About CBRC


The research portfolio of KAUST's Computational Bioscience Research Center (CBRC) encompasses computational biology and bioinformatics with applications in life sciences.

Core activity: Big Data analytics in life sciences

CBRC aims at solving the methodological and practical challenges linked to extracting useful information from Big Data in Health, Medicine, Biology, and Biotechnology. The center focuses on Artificial Intelligence (AI) / Machine Learning (ML) / Deep Learning (DL) and high-performance data analytics for efficient knowledge-, data-, and text-mining. When suitable, we integrate computational approaches with experimental methods for data generation and validation. Applications are in domains of human health, medicine, and biotechnology.


CBRC aims to advance life sciences by developing innovative methods, systems, and resources for targeted knowledge discovery from life science data.


  • Design novel computational biology/bioinformatics methods, resources, models, and tools suited for high-performance computing systems that will lead to and speed up the development of applications in Human Health and Medicine, and Biotechnology, and validate these applications.
  • Improve the capacity to extract targeted relevant information from biomedical data through Big Data methods and analytics.
  • Integrate experimental design, data generation, and data analysis.
  • Train high profile specialists in our multi- and inter-disciplinary environment.
  • Engage with industrial partners in technology development and transfer.
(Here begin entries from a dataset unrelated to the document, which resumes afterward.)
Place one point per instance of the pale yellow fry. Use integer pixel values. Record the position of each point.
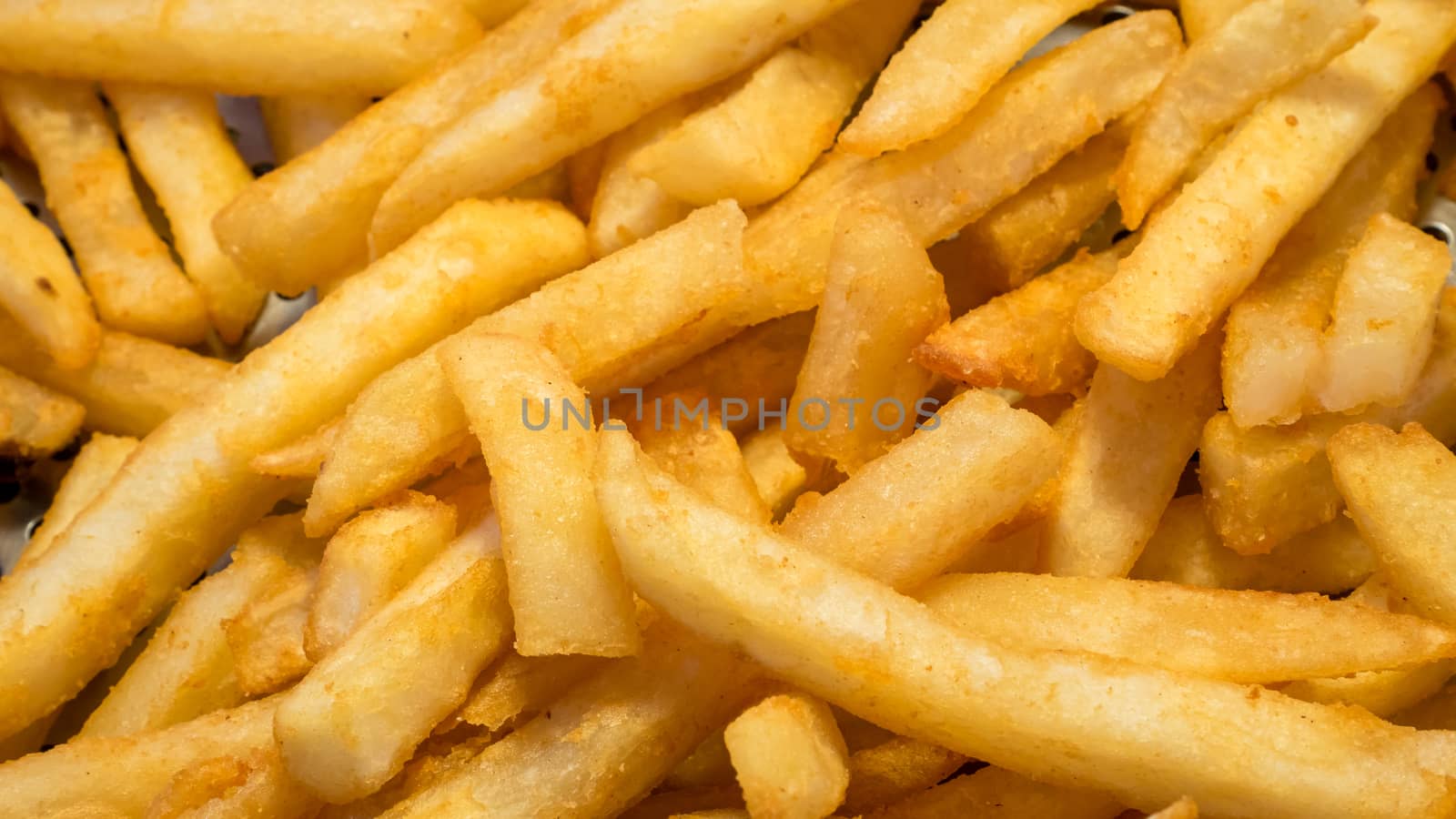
(1024, 339)
(359, 716)
(1125, 458)
(935, 79)
(188, 489)
(184, 152)
(306, 222)
(87, 186)
(128, 388)
(1238, 636)
(1152, 736)
(1273, 350)
(567, 592)
(1383, 315)
(858, 390)
(1263, 48)
(630, 62)
(369, 561)
(237, 46)
(1200, 252)
(40, 288)
(35, 420)
(759, 142)
(790, 758)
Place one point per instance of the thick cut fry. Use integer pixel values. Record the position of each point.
(40, 288)
(361, 712)
(1220, 634)
(567, 592)
(935, 80)
(996, 792)
(1024, 339)
(858, 389)
(1273, 347)
(237, 46)
(759, 142)
(1263, 48)
(306, 222)
(1154, 738)
(890, 522)
(1200, 252)
(1126, 453)
(790, 758)
(369, 561)
(596, 321)
(34, 420)
(128, 388)
(1380, 329)
(188, 489)
(87, 186)
(179, 145)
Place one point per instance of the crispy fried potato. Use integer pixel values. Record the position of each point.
(935, 80)
(1200, 252)
(87, 186)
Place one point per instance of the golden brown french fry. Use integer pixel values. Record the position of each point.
(594, 321)
(1158, 736)
(87, 186)
(128, 388)
(1024, 339)
(881, 299)
(188, 487)
(369, 561)
(935, 80)
(179, 145)
(40, 288)
(1380, 329)
(759, 140)
(1238, 636)
(359, 716)
(1259, 50)
(34, 420)
(1200, 252)
(235, 46)
(1127, 450)
(567, 592)
(1273, 346)
(632, 60)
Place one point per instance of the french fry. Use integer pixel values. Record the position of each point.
(632, 60)
(567, 592)
(759, 142)
(1024, 339)
(87, 186)
(34, 420)
(128, 388)
(1259, 50)
(1273, 347)
(369, 561)
(1380, 329)
(188, 489)
(359, 716)
(40, 288)
(934, 80)
(179, 145)
(1220, 634)
(593, 319)
(306, 222)
(1200, 252)
(235, 46)
(997, 703)
(881, 299)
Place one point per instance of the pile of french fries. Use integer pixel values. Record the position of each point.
(732, 409)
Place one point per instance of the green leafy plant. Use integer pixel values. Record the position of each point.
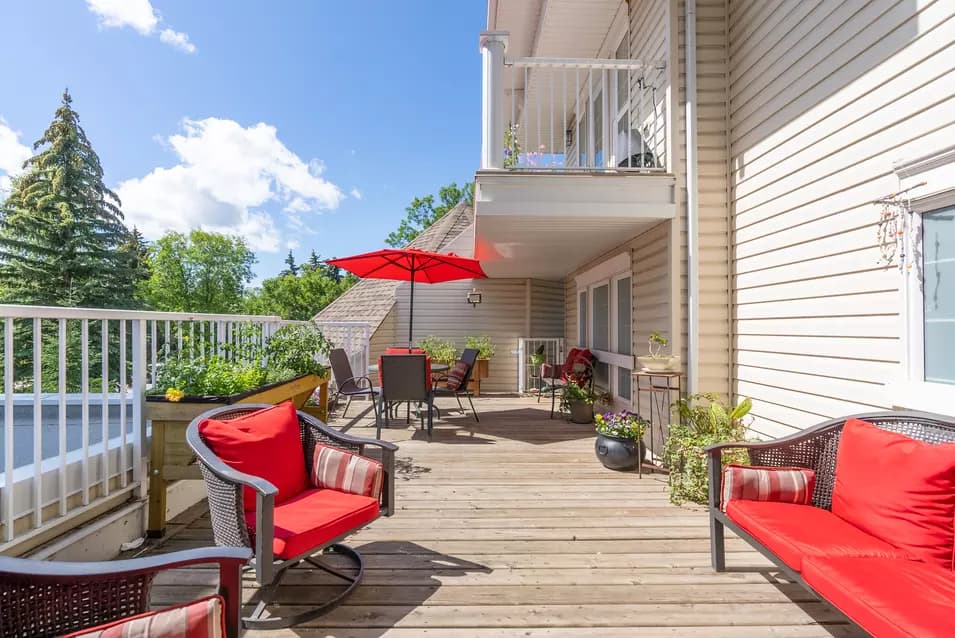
(440, 350)
(657, 343)
(482, 344)
(297, 348)
(624, 425)
(704, 420)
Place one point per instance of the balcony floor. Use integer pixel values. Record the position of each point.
(512, 528)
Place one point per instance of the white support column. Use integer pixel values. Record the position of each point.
(493, 45)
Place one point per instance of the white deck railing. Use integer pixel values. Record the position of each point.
(560, 114)
(74, 379)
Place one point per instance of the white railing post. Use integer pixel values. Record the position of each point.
(493, 45)
(139, 403)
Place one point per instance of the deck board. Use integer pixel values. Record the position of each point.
(511, 527)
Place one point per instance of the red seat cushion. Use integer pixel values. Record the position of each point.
(889, 598)
(266, 443)
(314, 517)
(795, 531)
(201, 618)
(898, 489)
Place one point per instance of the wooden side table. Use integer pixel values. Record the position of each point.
(660, 389)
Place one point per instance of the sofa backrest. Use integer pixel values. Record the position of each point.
(818, 446)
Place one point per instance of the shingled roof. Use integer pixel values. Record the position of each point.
(372, 299)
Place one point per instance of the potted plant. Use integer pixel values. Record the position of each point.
(485, 351)
(286, 368)
(579, 402)
(440, 350)
(619, 444)
(704, 420)
(657, 360)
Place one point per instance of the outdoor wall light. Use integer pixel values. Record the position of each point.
(474, 297)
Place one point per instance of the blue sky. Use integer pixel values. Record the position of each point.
(308, 124)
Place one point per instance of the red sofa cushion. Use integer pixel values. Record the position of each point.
(889, 598)
(795, 531)
(898, 489)
(266, 443)
(779, 484)
(346, 472)
(314, 517)
(201, 618)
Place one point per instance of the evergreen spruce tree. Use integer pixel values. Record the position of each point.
(61, 228)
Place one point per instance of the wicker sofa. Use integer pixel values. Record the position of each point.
(886, 579)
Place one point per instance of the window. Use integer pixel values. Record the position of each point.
(938, 296)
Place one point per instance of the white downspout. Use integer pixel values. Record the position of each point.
(692, 207)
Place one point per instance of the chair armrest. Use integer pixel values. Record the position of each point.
(388, 450)
(94, 577)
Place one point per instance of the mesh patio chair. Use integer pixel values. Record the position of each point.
(456, 385)
(577, 368)
(40, 599)
(404, 377)
(348, 384)
(336, 513)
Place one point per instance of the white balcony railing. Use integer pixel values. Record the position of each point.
(74, 379)
(560, 114)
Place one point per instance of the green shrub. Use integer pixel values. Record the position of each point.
(704, 420)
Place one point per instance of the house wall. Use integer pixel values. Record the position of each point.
(824, 96)
(713, 235)
(651, 309)
(504, 315)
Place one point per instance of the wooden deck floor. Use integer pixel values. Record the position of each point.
(511, 527)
The latest technological developments in experimental biology, the depth of scientific questions raised, and the demands of genomic sciences clearly demonstrate that bioinformatics and computational biology are necessary key components of the process leading to fundamental discoveries and technological developments. CBRC focuses its resources and activities to three domains: 

  • Human Health and Medicine,
  • Metagenomics, and
  • Biotechnology. 

The first topic heavily relies not only on the experimental and clinical data but also on AI/ML/DL and integration of information that can only be obtained from high-throughput assays, omics-type experiments including next-generation sequencing (NGS), as well as other information available in biomedical databases. In recent years biology and medicine have witnessed a dramatic increase in the volume of data generated through such experiments. This demands novel computational solutions that can fully exploit the modern computational architectures enabling efficient analyses and necessary scientific insights for many important functional aspects of cellular behavior critical for understanding human diseases and molecular functioning at different levels.

Human Health and Medicine 

CBRC addresses problems of

  • Identification of disease biomarkers,
  • Finding the new uses of existing drugs (drug repurposing/repositioning) and combination of drugs,
  • Biomedical/Health knowledge mining,
  • Medical informatics,
  • Medical metagenomics,
  • Specific medical devices. 

The studies of environmental samples open ways for a deeper understanding of the role of various microbial communities in their effects on the environment. CBRC has developed a powerful system and data warehouse for deep analyses of functions of microbial communities identified in environmental samples. Although initially, we have been focused on marine metagenomics, now CBRC covers a variety of application domains, including the oil industry and medical metagenomics.  


As for the activities in this domain, CBRC focuses on single-cell technologies aimed primarily on identification of novel molecules and diagnostic purposes, and 3D/4D printing of artificial tissues for potential use in various medical applications.